Horse deaths during storms are not unheard of, however. Wild horses are believed to have first settled on the Outer Banks hundreds of years ago and have survived many powerful storms.
John Taggart is an associate professor emeritus who teaches environmental science at the University of North Carolina at Wilmington. He says five wild horses drowned after they were swept off the Rachel Carson Reserve near Beaufort, North Carolina, during Hurricane Isabel in 2003.
But Taggart says that kind of loss is unusual during storms.
Meanwhile, the Facebook page of the Corolla Wild Horse Fund was peppered with comments from worried tourists and residents.
"Thinking of all of the horses as Florence approaches. ... Praying for their safety," wrote one concerned woman.

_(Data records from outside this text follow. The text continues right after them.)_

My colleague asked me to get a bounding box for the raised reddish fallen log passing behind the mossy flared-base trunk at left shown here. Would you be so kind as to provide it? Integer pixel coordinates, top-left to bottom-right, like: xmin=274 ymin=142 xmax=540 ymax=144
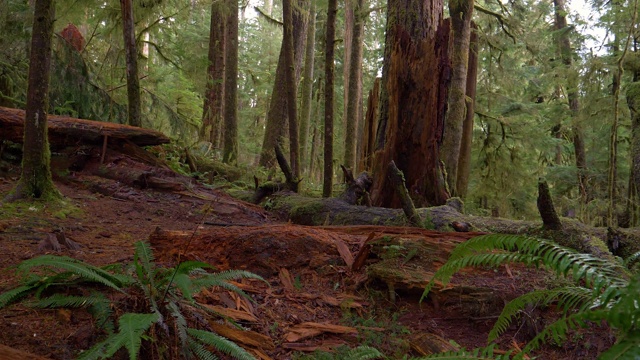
xmin=0 ymin=107 xmax=170 ymax=148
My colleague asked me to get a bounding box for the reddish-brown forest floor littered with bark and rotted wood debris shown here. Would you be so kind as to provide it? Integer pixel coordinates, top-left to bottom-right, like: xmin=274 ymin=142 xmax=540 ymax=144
xmin=0 ymin=145 xmax=613 ymax=359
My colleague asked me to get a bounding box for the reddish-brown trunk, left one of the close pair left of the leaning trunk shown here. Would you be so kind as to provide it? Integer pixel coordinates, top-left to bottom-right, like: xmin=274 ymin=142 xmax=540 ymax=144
xmin=200 ymin=1 xmax=226 ymax=148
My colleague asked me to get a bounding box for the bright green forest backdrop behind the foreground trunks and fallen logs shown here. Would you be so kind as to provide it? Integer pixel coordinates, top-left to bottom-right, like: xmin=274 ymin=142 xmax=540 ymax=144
xmin=0 ymin=0 xmax=640 ymax=226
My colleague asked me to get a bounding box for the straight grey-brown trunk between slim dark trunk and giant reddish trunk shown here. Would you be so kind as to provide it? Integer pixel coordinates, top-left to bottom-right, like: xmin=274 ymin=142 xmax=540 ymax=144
xmin=344 ymin=0 xmax=365 ymax=169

"Prayers for protection from the storm for these beautiful animals & the young foals," wrote another.
The Corolla Wild Horse Fund, a group devoted to protecting and managing a herd of wild Colonial Spanish Mustangs that roams on the northernmost Currituck Outer Banks, posted a message on its Facebook page Monday to reassure horse lovers that they expect the animals will be just fine.
"The horses have lived on this barrier island for 500 years, and they are well equipped to deal with rough weather," the group wrote.
"They know where to go to stay high and dry and are probably in better shape right now than most of us humans who are scrambling with final preparations. They are much better off without any help from us; anything we might do in the hopes of 'protecting' them would probably end up being more dangerous and stressful for them than the storm."